KEZBAN KABAKCI;
“İYİ GECELER GEMİSİ”…
M.Sadık Aslankara
Kezban Kabakcı’nın İyi Geceler Gemisi (Puslu, 2019) başlıklı öyküler toplamı, yaşamöyküsünden öğrendiğime göre yazarın ikinci öykü kitabı. İlk öykü kitabı, Arka Balkon (İnsancıl, 1992) adını taşıyor.
İki kitap arasında neredeyse yirmi yıl gibi uzun bir zaman dilimi var. Yazarını, 90 Kuşağı edebiyatçılarından mı sayacağız peki? İlk yapıtını görmüş değilim, ama okuduğum ikinci öykü kitabında yer yer bu kuşak yazarlarının tutumlarıyla bağlantılar kurulabilecek yanlar yok değil.
Ancak Kezban’ın öykü verimine bütünsel bakışla yaklaşıldığında kanımca daha çok günümüz etkilerini yansıttığı izlenimi bırakıyor. Bu doğal. Çünkü yazarın öyküden kopmadığı görülebiliyor hemen. Bunu, geçen yirmi yıl içinde alana dönük tutkusunu ele veren iki öykü kitabı yayımlamış olmasına dayanarak söylemiyorum. Öykülerinden yayılan hava, böyle bir kanı uyandırıyor insanda. İki farklı kuşaktan gelen yazar havasına sahip gerçekten de Kezban.
Yine de değişim, öyküleme yerine yaşamsal gerçekler ya da oluntularda karşımıza çıkıyor daha çok. Öykülerde gözlediğim düzey farklılıkları da buna dönük kanıyı daha da pekiştiriyor.
Nitekim arada sözü, olayı dolandırıp birbiri üzerine yığıyormuş görüntüsü verse de kısa öyküyü çatma bağlamında işlek bir kaleme sahip yazar.

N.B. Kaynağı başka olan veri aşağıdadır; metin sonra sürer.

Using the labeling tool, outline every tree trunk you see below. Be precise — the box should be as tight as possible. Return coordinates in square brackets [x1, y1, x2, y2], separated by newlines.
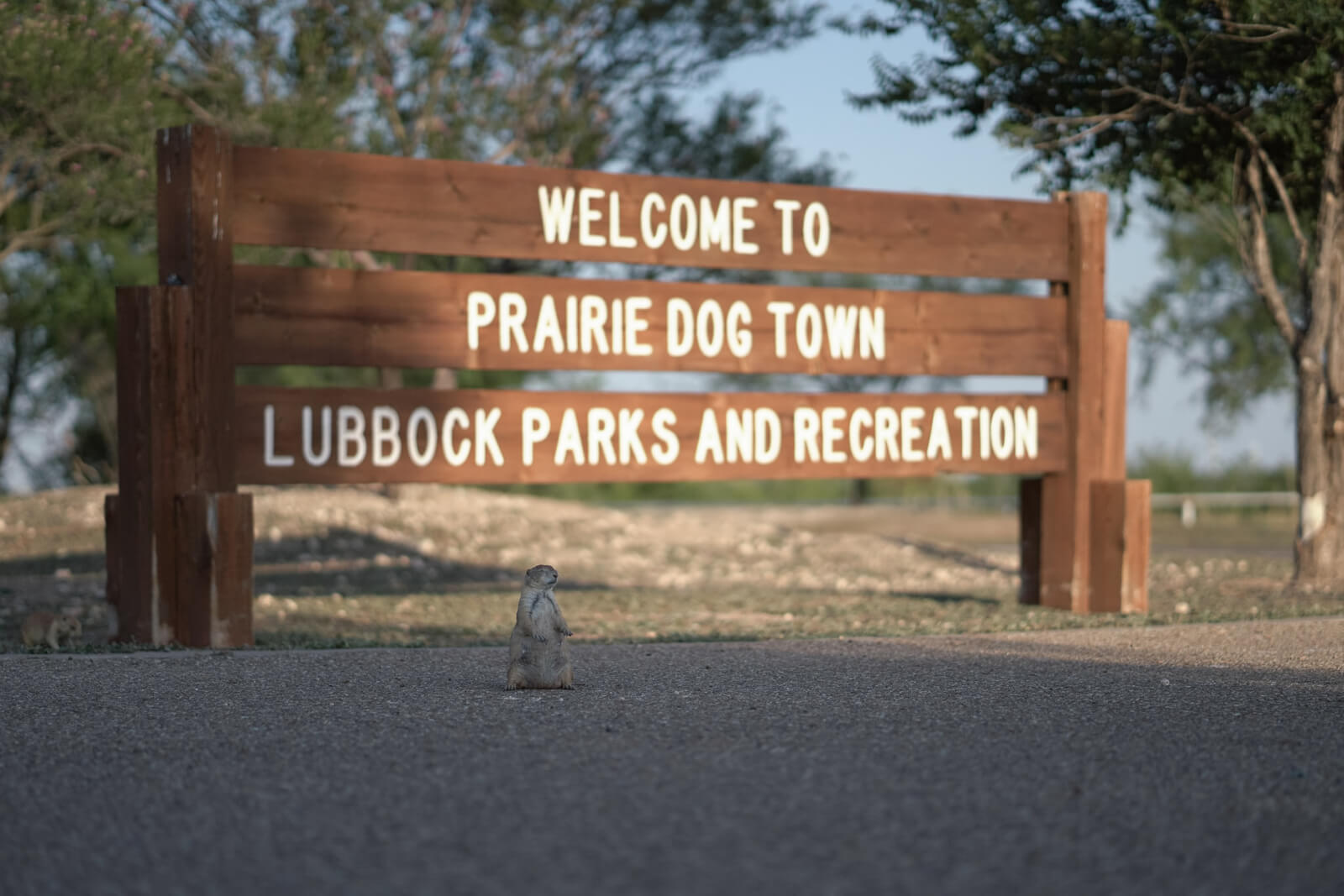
[1293, 358, 1344, 584]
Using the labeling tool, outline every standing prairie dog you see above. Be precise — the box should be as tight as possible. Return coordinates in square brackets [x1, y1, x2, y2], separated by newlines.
[23, 610, 83, 650]
[506, 565, 574, 690]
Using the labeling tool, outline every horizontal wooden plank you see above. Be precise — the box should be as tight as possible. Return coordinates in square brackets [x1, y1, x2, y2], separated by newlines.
[234, 146, 1068, 280]
[235, 387, 1064, 484]
[234, 266, 1068, 376]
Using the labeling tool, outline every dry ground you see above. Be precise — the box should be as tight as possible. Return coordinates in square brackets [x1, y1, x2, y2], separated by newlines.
[0, 486, 1344, 650]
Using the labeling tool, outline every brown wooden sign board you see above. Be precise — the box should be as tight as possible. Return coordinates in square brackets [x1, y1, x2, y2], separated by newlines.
[235, 387, 1064, 485]
[233, 146, 1068, 280]
[234, 266, 1068, 376]
[106, 126, 1147, 646]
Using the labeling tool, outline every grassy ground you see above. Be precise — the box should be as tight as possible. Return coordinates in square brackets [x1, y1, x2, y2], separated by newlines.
[0, 489, 1344, 650]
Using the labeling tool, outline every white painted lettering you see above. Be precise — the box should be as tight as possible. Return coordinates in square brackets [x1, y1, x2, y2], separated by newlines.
[533, 296, 564, 354]
[1012, 407, 1037, 459]
[336, 405, 368, 466]
[751, 407, 784, 464]
[580, 296, 609, 354]
[723, 407, 753, 464]
[929, 407, 952, 461]
[536, 186, 574, 244]
[774, 199, 802, 255]
[695, 407, 723, 464]
[822, 407, 847, 464]
[701, 196, 732, 253]
[640, 193, 668, 249]
[825, 305, 858, 361]
[304, 407, 332, 466]
[374, 405, 402, 466]
[802, 203, 831, 258]
[580, 186, 605, 247]
[439, 407, 472, 466]
[849, 407, 874, 464]
[522, 407, 551, 466]
[667, 297, 695, 358]
[466, 291, 495, 352]
[732, 196, 761, 255]
[555, 407, 583, 466]
[475, 407, 504, 466]
[900, 407, 923, 461]
[695, 298, 723, 358]
[260, 405, 291, 466]
[858, 307, 887, 360]
[670, 193, 695, 253]
[795, 302, 822, 359]
[406, 407, 438, 466]
[589, 407, 616, 466]
[764, 302, 793, 358]
[649, 407, 681, 466]
[625, 296, 654, 358]
[728, 301, 751, 358]
[952, 405, 979, 461]
[793, 407, 822, 464]
[617, 408, 648, 466]
[500, 293, 527, 352]
[990, 407, 1012, 461]
[610, 190, 640, 249]
[872, 407, 900, 461]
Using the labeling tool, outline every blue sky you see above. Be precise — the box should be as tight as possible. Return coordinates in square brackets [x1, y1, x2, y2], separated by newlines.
[688, 3, 1293, 466]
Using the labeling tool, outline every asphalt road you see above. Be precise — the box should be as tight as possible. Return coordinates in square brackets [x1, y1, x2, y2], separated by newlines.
[0, 619, 1344, 896]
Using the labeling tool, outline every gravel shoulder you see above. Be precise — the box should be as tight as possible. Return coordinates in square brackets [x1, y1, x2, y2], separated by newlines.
[0, 618, 1344, 896]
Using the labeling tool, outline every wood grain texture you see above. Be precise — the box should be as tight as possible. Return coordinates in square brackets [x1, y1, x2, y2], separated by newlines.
[1097, 320, 1129, 479]
[173, 491, 253, 649]
[1040, 193, 1106, 612]
[109, 286, 197, 645]
[1017, 477, 1042, 605]
[156, 125, 237, 491]
[237, 387, 1066, 485]
[102, 495, 125, 638]
[234, 266, 1067, 376]
[1089, 479, 1152, 612]
[234, 146, 1068, 280]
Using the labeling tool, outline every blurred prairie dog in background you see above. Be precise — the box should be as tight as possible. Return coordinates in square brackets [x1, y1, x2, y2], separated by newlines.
[506, 565, 574, 690]
[23, 610, 83, 650]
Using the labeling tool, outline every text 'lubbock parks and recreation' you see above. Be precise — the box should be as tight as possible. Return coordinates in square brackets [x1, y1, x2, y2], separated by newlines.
[260, 402, 1039, 469]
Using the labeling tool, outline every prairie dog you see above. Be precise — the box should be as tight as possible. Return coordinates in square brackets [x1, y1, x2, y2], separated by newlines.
[23, 610, 83, 650]
[504, 565, 574, 690]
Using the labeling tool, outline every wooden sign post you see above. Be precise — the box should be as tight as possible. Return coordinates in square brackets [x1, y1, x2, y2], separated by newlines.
[108, 128, 1147, 646]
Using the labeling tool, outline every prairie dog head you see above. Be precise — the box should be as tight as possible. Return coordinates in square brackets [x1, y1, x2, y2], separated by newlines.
[522, 564, 560, 591]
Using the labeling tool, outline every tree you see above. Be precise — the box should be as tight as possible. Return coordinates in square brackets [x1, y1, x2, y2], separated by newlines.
[0, 0, 172, 481]
[1129, 206, 1302, 428]
[842, 0, 1344, 582]
[0, 0, 818, 486]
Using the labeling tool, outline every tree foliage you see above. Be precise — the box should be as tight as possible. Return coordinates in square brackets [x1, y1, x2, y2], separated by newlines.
[845, 0, 1344, 579]
[0, 0, 818, 486]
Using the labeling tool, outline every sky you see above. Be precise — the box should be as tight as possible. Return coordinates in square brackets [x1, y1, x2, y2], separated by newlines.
[677, 3, 1293, 468]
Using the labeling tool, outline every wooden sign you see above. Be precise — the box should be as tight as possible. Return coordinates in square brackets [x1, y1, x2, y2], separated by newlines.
[234, 266, 1068, 376]
[105, 126, 1147, 647]
[233, 146, 1068, 280]
[234, 387, 1064, 484]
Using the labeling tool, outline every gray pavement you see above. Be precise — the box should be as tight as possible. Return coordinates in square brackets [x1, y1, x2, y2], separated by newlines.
[0, 619, 1344, 896]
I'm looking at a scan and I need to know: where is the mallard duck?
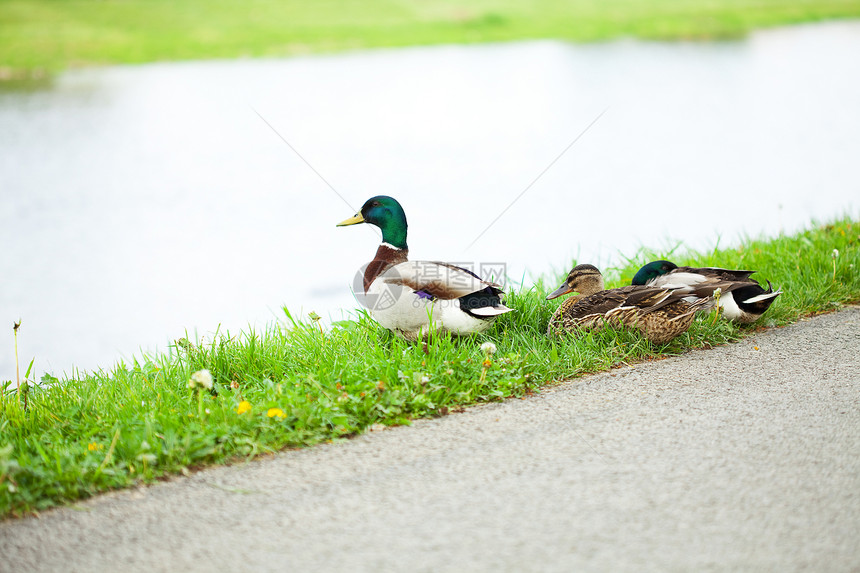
[546,265,707,344]
[633,261,782,324]
[337,195,512,340]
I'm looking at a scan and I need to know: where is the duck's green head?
[337,195,407,249]
[633,261,678,285]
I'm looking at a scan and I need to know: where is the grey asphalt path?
[0,307,860,572]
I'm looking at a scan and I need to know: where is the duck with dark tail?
[337,195,512,340]
[633,260,782,324]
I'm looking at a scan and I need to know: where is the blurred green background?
[5,0,860,79]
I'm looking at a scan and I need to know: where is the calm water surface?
[0,23,860,380]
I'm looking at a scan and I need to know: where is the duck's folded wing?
[380,261,500,300]
[669,267,755,282]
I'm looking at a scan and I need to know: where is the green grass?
[5,0,860,79]
[0,219,860,516]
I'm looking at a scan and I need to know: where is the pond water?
[0,23,860,380]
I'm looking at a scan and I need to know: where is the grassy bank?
[0,220,860,516]
[0,0,860,79]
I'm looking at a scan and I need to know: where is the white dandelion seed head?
[188,368,212,390]
[481,342,496,354]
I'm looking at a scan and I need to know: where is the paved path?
[0,307,860,573]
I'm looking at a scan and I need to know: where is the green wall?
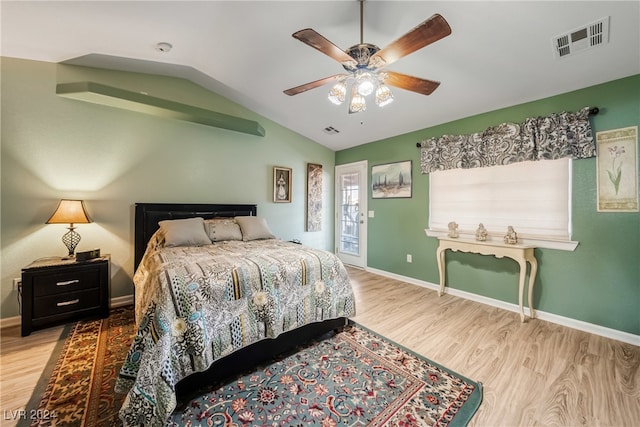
[336,75,640,335]
[0,57,335,318]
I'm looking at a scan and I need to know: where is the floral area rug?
[19,307,482,427]
[169,325,482,427]
[18,306,135,427]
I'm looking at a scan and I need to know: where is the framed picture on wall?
[371,160,413,199]
[596,126,638,212]
[307,163,322,231]
[273,166,292,203]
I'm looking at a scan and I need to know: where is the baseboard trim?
[0,295,134,330]
[365,267,640,347]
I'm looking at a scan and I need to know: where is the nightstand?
[22,255,111,337]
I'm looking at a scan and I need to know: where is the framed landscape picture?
[273,166,292,203]
[596,126,638,212]
[371,160,413,199]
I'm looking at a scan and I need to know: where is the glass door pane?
[339,172,360,255]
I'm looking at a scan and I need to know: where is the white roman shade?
[428,158,571,246]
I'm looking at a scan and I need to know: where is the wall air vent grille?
[552,16,609,58]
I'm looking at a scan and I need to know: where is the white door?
[335,161,368,268]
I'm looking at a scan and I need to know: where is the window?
[427,158,577,250]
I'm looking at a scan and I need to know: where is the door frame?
[334,160,369,268]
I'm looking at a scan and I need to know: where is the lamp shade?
[46,199,92,224]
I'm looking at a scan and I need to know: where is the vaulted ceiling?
[0,0,640,150]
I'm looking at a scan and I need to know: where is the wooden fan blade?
[292,28,357,68]
[384,71,440,95]
[369,13,451,68]
[284,74,347,96]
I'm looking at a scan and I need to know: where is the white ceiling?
[0,0,640,150]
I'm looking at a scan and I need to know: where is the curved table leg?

Ancak farklı bir öykü kurmaya giriştiği kimi örneklerde bundaki gerekirlik kurulamıyor bir türlü.
İyi Geceler Gemisi’nde bu başlıkta bir öykü yok. Kezban, bunu başlık olarak almasa bile azımsanmayacak sayıda öyküsünde bir eğretileme gereci bağlamında kullanıyor bunu. Çünkü çocuk ve çocuk dünyasının yanı sıra geçirgenlik içindeki çocuk-yetişkin ilişkisi, zaten öykülerde bunu çağrıştıran bir evren açılımı getirebiliyor okur önüne.
Kezban Kabakcı, öykülerinde hep duygu yoğunluğunu dikkate alan bir kalem. Duygu kertmesi diyeceğim, ama duygusallıktan söz etmiyorum, yazarın duygusal eşikleri önemsediğini, bunlara vurgu yaptığını, bu eşikleri, daha doğrusu öyküsel duyarlığı öne çıkardığını söylemek istiyorum verimlerinde.
Özöyküsel-elöyküsel anlatım biçimlerinin birbirine karılı halde kullanımı, anlatıya dinamizm katıyor. Ne ki zaman-mekân temelinde anlatı evreninin öykü çatılamasında gereken netliğe kavuşturulamadığı da oluyor. “Seyfi Baba”, “Yıldız Hanım’ın Yeşil Mercimek Tanesi Gözleri” vb. bu türde örnekler.
Şunu da eklemem gerek; salt olay aktarıcılığına dayalı bir öyküleme değil bu. Artalan yoğunluğu, anlatımcılık yerine anlamsal kılma hep önde tutuluyor.
Öte yandan Kezban’dan okuduğum öyküler, onun çeşitli konular bulup bunları eline tez yaklaşımla öyküleştirebildiğini gösteriyor. Böylelikle biz, tam anlamıyla çeşitlilik yansıtan bir öykü evrenleri coğrafyası buluyoruz İyi Geceler Gemisi’nde. Bu evrenlere yukarıda değindiğim duygu kertmesiyle dinamizm yüklüyor yazar.
Bu durum, öykülerde çoklu yüklemelere de yol açabiliyor. O zaman öyküde ayraç açılıp sonra buna yeni ayraçlar eklenişine benzer tutumla romanlardaki gibi öykülerde de salkım halinde mini hikâyeler çıkarılbiliyor okur karşısına.
Öykü evrenlerini zenginleştirirken bulandırılmış geçişlerle özgürce sıçrayan yazar, ayrıca dili kabartmada da belirgin düzey yansıtıyor.
Yeni bir yazarı daha selamlamaktan mutlu olduğumu söyleyebilirim.